Le nouveau film de Woody Allen, Coup de chance, est en salles depuis le 27 septembre. À 87 ans, le réalisateur ne veut pas entendre parler de retraite, et ce malgré les polémiques. Accusé en 1997 par son ex-femme ( Mia Farrow ) d’abus sexuel sur sa fille adoptive Dylan Farrow ( mais toujours blanchi ), il est victime de nouvelles accusations en 2014, reprises par #MeToo en 2018, qui lui ont valu d’être lâché par Hollywood. Interview.

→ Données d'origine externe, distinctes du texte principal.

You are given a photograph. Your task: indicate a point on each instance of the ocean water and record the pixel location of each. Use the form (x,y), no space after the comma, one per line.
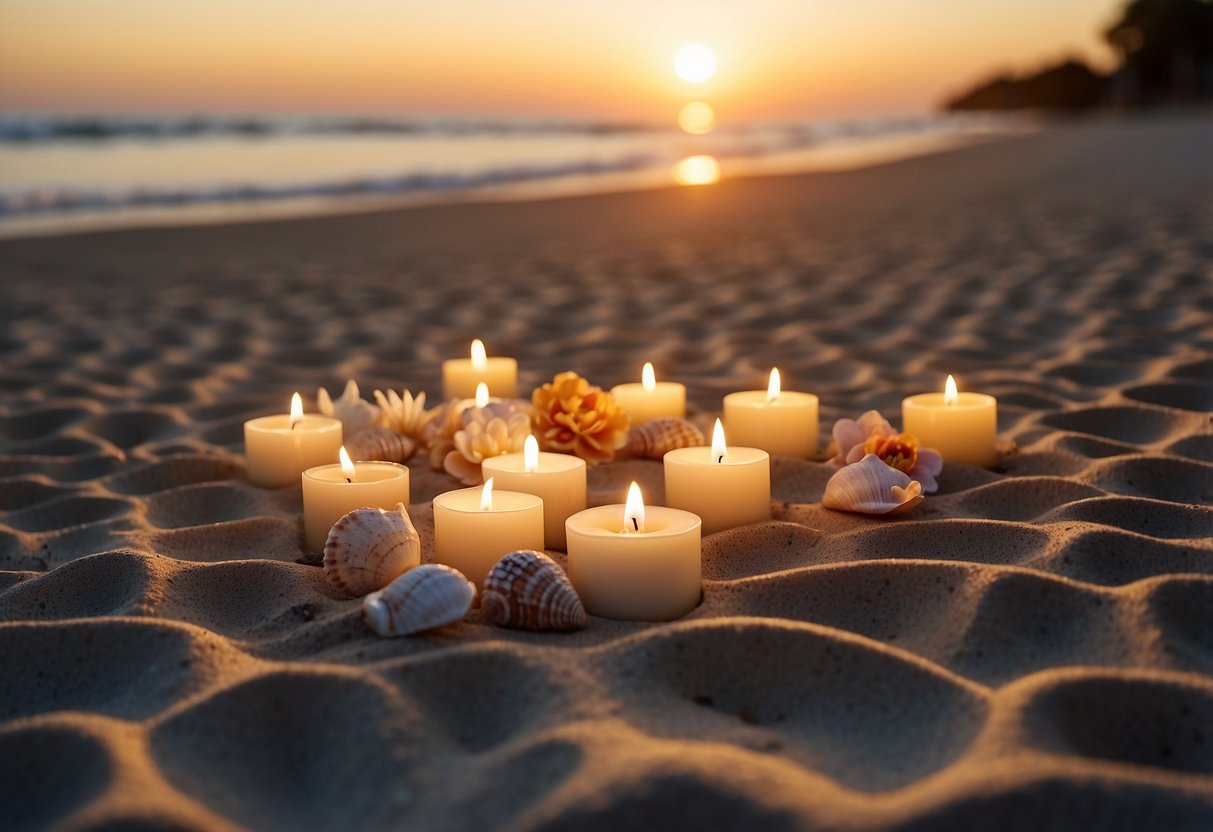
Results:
(64,172)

Entrevue : Suite aux affaires et polémiques, une partie d’Hollywood t’a tourné le dos. C’est difficile à vivre ?
Woody Allen : L’éventualité de ne plus jamais faire de film ne m’a jamais inquiété, et ça ne m’inquiète toujours pas. Si je ne pouvais plus tourner, je serais toujours ravi d’écrire des pièces de théâtre, des livres. J’ai largement assez d’argent pour tout arrêter. Je ne suis pas obligé de faire des films.
Tu es réputé pour être un acharné du travail. Tu n’as jamais eu peur de te tuer au boulot ?

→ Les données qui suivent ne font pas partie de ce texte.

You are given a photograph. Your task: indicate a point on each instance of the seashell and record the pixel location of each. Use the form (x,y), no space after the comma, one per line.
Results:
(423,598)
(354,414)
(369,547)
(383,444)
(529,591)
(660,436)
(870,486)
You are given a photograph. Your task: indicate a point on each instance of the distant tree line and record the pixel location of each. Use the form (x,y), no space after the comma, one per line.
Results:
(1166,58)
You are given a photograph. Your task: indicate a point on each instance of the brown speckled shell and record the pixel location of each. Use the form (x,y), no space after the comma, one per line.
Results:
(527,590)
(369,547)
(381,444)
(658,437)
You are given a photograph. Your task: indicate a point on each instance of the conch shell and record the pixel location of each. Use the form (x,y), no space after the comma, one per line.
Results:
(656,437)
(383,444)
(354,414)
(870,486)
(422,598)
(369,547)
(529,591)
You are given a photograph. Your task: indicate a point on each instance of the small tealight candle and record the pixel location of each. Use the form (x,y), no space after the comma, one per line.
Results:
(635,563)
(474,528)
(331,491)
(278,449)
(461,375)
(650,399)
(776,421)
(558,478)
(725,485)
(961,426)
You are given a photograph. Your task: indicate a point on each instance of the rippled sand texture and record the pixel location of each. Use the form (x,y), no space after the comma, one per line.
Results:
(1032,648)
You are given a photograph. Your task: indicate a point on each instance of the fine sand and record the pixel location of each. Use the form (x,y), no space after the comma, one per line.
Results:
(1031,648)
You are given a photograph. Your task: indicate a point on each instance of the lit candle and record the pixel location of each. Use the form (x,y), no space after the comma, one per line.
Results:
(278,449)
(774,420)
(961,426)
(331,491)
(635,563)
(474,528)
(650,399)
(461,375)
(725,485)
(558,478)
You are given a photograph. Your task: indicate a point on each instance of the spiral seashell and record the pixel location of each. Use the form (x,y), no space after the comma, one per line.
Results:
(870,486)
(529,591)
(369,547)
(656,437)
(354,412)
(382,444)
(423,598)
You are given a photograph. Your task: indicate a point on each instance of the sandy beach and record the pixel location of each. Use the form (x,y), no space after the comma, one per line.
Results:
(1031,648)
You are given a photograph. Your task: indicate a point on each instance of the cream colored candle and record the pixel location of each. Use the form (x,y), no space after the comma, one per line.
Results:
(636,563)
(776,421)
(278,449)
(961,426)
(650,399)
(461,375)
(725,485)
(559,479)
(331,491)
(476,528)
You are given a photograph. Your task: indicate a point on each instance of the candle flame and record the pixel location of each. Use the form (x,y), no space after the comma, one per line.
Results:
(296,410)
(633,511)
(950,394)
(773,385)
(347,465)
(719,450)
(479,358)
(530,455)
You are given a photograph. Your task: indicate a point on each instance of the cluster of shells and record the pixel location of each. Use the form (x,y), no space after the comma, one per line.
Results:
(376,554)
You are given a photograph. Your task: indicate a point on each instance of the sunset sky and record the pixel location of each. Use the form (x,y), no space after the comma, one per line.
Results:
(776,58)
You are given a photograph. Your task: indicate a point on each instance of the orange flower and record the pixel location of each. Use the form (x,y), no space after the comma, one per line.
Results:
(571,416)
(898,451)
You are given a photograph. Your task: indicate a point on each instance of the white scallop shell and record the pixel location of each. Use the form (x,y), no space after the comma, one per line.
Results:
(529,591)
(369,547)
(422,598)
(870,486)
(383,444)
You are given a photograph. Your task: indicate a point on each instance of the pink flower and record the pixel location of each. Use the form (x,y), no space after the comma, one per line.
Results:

Dans mon métier, le travail est un monde irréel, et moi, je me sens mal à l’aise dans le monde réel.. Et puis, il faut garder la main. C’est comme avec ma clarinette : je suis obligé d’en jouer tout le temps pour espérer garder mon niveau… médiocre !
Il t’arrive de dormir un peu ?
Depuis que j’ai raconté que, tant qu’à mourir, j’aimerais que ce soit en plein sommeil, j’hésite à aller me coucher !
Finir tes jours en France, tu y as pensé ?
Il est déjà trop tard ! ( Rires ) Mon problème, c’est qu’aux États-Unis, être à la fois juif, new-yorkais, intello et gauchiste, ça fait quatre raisons de me faire lyncher.
Des pseudo-intellos, tu as dû en fréquenter pas mal, non ?
Beaucoup ! J’ai même perdu un bout de temps avec les intellos ! Tous ces gens qui se mentent sur leur propre statut d’artiste en se gargarisant avec des idées de caricature ! On leur parle de Van Gogh et tout ce qu’ils retiennent, c’est ses souffrances, ses dettes et le fait que ses œuvres furent rejetées ! Alors qu’eux, dès qu’ils publient une crotte que personne n’achète, ils se prennent pour les créateurs du moule !
Quand t’es venu ton goût pour la culture ?
À la base, je suis un type d’une culture assez limitée. Mais au lycée, j’ai découvert qu’il était nécessaire d’en avoir un minimum, car il y avait des tas de filles superbes qui ne s’intéressaient qu’aux mecs cultivés. Alors, pour assurer, je m’y suis mis. Pourtant, à la maison, la tendance n’était pas à la culture. Mes parents ne m’ont jamais emmené ni au théâtre ni dans un musée.
Ce sont pourtant eux qui t’ont fait découvrir le jazz, non ?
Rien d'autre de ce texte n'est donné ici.